Page:Revue philosophique de la France et de l'étranger, XXIX.djvu/259

Le texte de cette page a été corrigé et est conforme au fac-similé.
249
ROBERTY.l’évolution de la philosophie

Cette rectification est des plus importantes. Elle soulève la question des rapports qui ont existé entre les deux espèces fondamentales de la connaissance, la science et la philosophie. En admettant même que les conceptions générales aient agi directement et puissamment sur l’ensemble de l’activité sociale à chaque époque, ces conceptions n’ont-elles pas été déterminées, à leur tour, par un certain état des conceptions spéciales ou scientifiques, et ces dernières ne sont-elles pas régies par une autre loi que celle qui gouverne l’évolution des idées philosophiques ? Et en ce cas, n’est-ce pas l’évolution de la science qui, en dernière analyse, influence les esprits et domine l’activité sociale de l’humanité ?

L’erreur de Comte a consisté à prendre la réaction des phases philosophiques sur les phases de l’évolution scientifique, pour l’action originaire ou initiale.

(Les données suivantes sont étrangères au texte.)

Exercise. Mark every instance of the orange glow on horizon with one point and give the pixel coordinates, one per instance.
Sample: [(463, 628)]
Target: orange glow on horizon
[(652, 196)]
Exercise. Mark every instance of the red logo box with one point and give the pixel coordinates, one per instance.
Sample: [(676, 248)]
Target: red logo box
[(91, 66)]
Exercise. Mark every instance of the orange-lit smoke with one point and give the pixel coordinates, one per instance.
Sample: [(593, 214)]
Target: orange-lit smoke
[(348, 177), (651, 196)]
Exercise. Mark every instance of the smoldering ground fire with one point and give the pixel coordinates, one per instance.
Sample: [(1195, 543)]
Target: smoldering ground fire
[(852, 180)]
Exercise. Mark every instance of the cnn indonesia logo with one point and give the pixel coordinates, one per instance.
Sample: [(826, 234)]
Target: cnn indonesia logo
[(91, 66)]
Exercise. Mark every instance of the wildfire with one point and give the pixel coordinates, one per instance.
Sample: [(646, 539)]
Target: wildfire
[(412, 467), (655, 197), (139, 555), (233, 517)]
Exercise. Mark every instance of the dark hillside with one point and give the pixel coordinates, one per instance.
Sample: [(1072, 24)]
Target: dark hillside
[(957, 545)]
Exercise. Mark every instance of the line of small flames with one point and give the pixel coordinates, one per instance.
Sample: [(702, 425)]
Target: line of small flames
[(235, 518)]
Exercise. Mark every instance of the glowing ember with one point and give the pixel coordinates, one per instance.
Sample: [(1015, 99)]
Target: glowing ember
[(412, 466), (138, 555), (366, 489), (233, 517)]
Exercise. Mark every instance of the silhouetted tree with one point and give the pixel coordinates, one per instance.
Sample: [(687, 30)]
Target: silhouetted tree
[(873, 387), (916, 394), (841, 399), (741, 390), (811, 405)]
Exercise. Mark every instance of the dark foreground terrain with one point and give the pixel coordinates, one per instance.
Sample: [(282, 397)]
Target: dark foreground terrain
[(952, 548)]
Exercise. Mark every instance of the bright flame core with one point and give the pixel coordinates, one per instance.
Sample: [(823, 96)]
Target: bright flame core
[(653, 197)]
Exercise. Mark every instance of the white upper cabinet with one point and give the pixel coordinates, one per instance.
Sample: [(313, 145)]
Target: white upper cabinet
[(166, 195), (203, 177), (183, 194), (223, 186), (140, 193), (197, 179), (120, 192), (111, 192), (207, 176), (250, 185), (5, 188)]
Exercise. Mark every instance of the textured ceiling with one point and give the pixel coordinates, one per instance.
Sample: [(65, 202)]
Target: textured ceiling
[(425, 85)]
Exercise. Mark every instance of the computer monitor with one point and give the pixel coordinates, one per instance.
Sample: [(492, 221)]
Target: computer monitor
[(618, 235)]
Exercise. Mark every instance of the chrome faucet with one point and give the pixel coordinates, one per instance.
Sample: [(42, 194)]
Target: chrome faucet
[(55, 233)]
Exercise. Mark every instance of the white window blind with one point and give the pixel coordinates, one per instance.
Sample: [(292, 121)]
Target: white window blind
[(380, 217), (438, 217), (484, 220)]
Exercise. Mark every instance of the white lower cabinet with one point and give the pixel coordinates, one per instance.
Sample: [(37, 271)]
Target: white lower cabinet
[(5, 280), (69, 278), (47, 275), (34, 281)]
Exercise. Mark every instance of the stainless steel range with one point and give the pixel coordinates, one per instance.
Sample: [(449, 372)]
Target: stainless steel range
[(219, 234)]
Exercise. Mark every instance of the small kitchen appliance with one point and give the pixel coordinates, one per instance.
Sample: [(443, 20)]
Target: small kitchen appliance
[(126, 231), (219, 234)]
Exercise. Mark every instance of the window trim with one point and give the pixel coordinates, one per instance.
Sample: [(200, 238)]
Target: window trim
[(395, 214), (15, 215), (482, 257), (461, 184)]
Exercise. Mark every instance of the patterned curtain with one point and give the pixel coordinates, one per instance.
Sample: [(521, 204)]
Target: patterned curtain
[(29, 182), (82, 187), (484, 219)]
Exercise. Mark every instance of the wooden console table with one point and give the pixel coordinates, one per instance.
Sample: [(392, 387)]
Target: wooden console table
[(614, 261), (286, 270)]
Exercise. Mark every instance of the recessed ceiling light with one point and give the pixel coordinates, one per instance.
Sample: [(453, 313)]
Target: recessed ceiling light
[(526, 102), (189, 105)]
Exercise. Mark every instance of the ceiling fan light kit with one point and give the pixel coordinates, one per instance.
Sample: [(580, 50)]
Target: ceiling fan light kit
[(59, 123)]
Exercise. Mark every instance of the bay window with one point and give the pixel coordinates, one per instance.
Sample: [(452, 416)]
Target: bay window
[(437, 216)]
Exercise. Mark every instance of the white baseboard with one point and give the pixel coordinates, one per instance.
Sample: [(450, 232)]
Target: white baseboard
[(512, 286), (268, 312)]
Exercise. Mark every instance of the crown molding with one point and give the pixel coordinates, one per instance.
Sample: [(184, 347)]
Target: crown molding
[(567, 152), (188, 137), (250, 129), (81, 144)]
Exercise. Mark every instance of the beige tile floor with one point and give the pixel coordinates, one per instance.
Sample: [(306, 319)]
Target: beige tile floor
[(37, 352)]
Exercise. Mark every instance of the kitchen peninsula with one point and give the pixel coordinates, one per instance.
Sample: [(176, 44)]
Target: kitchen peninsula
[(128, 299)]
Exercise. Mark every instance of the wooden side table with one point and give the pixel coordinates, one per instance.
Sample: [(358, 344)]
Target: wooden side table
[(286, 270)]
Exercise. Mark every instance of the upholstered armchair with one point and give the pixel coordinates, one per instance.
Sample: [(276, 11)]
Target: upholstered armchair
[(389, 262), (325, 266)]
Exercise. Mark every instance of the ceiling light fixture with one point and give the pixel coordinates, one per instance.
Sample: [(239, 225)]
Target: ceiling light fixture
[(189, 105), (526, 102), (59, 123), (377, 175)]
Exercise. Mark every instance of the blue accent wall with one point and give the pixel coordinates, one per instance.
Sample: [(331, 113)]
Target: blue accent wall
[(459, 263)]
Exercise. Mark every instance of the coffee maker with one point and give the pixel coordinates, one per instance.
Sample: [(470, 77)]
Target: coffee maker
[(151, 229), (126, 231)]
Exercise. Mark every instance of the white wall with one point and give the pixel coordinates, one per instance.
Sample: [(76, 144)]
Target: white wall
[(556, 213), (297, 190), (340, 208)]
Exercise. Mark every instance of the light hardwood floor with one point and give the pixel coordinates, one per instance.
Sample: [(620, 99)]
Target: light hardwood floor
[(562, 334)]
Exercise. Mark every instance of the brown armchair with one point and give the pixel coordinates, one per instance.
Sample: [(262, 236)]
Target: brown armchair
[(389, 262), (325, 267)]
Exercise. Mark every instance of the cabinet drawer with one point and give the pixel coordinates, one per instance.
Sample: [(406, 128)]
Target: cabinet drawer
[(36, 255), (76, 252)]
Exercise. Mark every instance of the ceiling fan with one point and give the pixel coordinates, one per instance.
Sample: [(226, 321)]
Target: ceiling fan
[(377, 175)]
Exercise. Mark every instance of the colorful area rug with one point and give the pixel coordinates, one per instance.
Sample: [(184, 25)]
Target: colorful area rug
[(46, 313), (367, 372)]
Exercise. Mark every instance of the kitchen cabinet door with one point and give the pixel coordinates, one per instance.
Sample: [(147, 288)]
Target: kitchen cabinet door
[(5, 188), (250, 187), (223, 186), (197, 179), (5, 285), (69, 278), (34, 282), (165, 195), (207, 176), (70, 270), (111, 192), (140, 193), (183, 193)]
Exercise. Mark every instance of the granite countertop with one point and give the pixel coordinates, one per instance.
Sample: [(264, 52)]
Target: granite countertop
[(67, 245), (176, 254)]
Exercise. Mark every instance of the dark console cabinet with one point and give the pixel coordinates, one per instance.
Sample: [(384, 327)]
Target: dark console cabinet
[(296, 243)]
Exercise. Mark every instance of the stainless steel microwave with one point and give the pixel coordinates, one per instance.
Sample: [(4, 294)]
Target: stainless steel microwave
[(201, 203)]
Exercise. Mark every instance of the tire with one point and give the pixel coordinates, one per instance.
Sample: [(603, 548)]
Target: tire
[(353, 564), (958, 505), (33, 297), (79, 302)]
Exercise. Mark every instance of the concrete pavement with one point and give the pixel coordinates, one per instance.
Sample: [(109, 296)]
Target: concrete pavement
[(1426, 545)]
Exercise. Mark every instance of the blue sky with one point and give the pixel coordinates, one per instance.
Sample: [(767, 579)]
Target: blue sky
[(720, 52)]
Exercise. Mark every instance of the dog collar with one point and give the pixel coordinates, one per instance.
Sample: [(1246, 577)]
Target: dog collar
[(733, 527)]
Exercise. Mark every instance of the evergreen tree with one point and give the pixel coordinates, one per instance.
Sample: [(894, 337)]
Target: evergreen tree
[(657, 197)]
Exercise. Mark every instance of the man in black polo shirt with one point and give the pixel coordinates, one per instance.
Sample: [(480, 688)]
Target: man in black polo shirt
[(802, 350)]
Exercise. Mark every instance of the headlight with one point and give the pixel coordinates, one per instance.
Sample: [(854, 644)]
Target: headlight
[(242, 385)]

La philosophie n’a été qu’un des trois termes intermédiaires (les deux autres sont l’art et l’industrie) à l’aide desquels l’évolution des idées scientifiques a agi sur l’ensemble de l’évolution sociale, cela sans préjudice de l’action directe des sciences, toujours vivace et puissante. Notre loi de corrélation entre la science et la philosophie remet les choses à leur véritable place et permet de réduire le schème général de l’évolution intellectuelle et sociale de l’humanité aux grandes lignes suivantes.

L’évolution intellectuelle est la conséquence directe du fait social. L’esprit humain ne peut se développer en dehors de l’ensemble des liens ou des conditions fondamentales qui constituent ce qu’on appelle une société. Mais l’évolution de celle-ci, le développement et la transformation lente des phénomènes qui la composent, est, à son tour, l’œuvre et le produit de l’évolution intellectuelle. C’est l’évolution intellectuelle qui domine et dirige l’évolution sociale, qui l’active, la ralentit, lui trace sa route et détermine ses principaux courants. On peut donc dire, en résumé, que la société tire de son propre sein ou produit elle-même les causes les plus persistantes des changements et des transformations qu’elle subit[1].

Mais comment agit cet ensemble de faits dominants et de conditions déterminantes qu’on désigne par le terme générique d’évolution intellectuelle ? Et d’abord, comment se décompose cette somme ?

On peut, croyons-nous, y séparer nettement quatre catégories principales de faits formant la trame de quatre évolutions intellectuelles distinctes : l’évolution des conceptions qui ont pour objet l’analyse des phénomènes de toutes sortes suivie de leur synthèse partielle ou réunion en groupes plus ou moins vastes ; l’évolution

  1. Comp. Comte, Cours, résumé par Rig, II, p. 158.